Given the above argument, I accept that I have agency. This makes it possible for me to meaningfully give and accept (or reject) advice. Turning back to Spinoza, I obviously cannot accept his advice that I am enslaved by determinism. However, I can accept some of his claims, namely that I am acted upon by my attachments and emotions. As he sees it, the emotions are things that act upon us—on my view, they would thus be things that impinge upon our agency. As I love to do, I will use an analogy to running.
As I ran this morning, I was thinking about this essay and focused on the fact that feelings of pain (I have various old and new injuries) and tiredness were impinging on me in a manner similar to the way the cold or rain might impinge on me. In the case of pain and tiredness, the attack is from inside. In the case of the cold or rain, the attack is from the outside. Whether the attack is from inside or out, the attack is trying to make the choice for me—to rob me of my agency as a runner. If the pain, cold or rain makes me stop, then I am not acting. I am being acted upon. If I chose to stop, then I am acting. If I chose to go on, I am also acting. And acting rightly. As a runner I know the difference between choosing to stop and being forced to stop.
Being aware of this is very useful for running—thanks to decades of experience I understand, in a way Spinoza might approve, the workings of pain, fatigue and so on. To use a specific example, I know that I am being acted upon by the pain and I understand quite well how it works. As such, the pain is not in control—I am. If I wish, I can run myself to ruin (and I have done just this). Or I can be wiser and avoid damaging myself.
Turning back to emotions, feelings impinge upon me in ways analogous to pain and fatigue. I do not have full control over how I feel—the emotions simply occur, perhaps in response to events or perhaps simply as the result of an electrochemical imbalance. To use a specific example, like most folks I will feel depressed and know that I have no reason to feel that way. It is like the cold or fatigue—it is just impinging on me. As Spinoza argued, my knowledge of how this works is critical to dealing with it. While I cannot fully control the feeling, I understand why I feel that way.
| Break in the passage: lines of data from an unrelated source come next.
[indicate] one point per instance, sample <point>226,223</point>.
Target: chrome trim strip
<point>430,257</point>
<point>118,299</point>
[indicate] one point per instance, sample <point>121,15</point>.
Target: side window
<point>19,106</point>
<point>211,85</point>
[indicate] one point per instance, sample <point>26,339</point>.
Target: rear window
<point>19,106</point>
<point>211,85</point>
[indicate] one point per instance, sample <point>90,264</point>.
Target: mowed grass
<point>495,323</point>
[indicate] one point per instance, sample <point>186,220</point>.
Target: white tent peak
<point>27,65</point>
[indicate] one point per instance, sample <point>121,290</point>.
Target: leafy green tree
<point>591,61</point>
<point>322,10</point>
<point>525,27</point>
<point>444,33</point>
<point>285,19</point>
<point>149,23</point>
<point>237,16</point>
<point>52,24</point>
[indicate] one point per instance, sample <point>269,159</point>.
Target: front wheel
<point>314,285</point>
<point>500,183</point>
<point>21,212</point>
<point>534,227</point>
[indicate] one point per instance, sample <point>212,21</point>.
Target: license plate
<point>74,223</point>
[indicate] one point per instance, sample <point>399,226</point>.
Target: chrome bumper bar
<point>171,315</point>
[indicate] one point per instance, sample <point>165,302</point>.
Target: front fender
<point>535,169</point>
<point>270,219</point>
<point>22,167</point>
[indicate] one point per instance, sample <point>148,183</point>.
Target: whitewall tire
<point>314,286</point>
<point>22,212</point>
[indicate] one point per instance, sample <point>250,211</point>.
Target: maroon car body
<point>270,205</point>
It is like the cold I felt running in the Maine winters—it is a natural phenomenon that is, from my perspective, trying to destroy me. In the case of the cold, I can wear warmer clothing and stay moving—knowing how it works enables me to choose how to combat it. Likewise, knowing how the negative feelings work enables me to choose how to combat them. If I am depressed for no reason, I know it is just my brain trying to kill me. It is not pleasant, but it does not get to make the decisions for me. Fortunately, our good dead friend Aristotle has some excellent advice for training oneself to handle the emotions.
That said, the analogy to cold is particularly apt. The ice of the winter can kill even those who understand it and know how to resist it—sometimes the cold is just too much for the body. Likewise, the emotions can be like the howling icy wind—they can be too much for the mind. We are, after all, only human and have our limits. Knowing these is a part of wisdom. Sometimes you just need to come in from the cold or it will kill you. Have some hot chocolate. With marshmallows.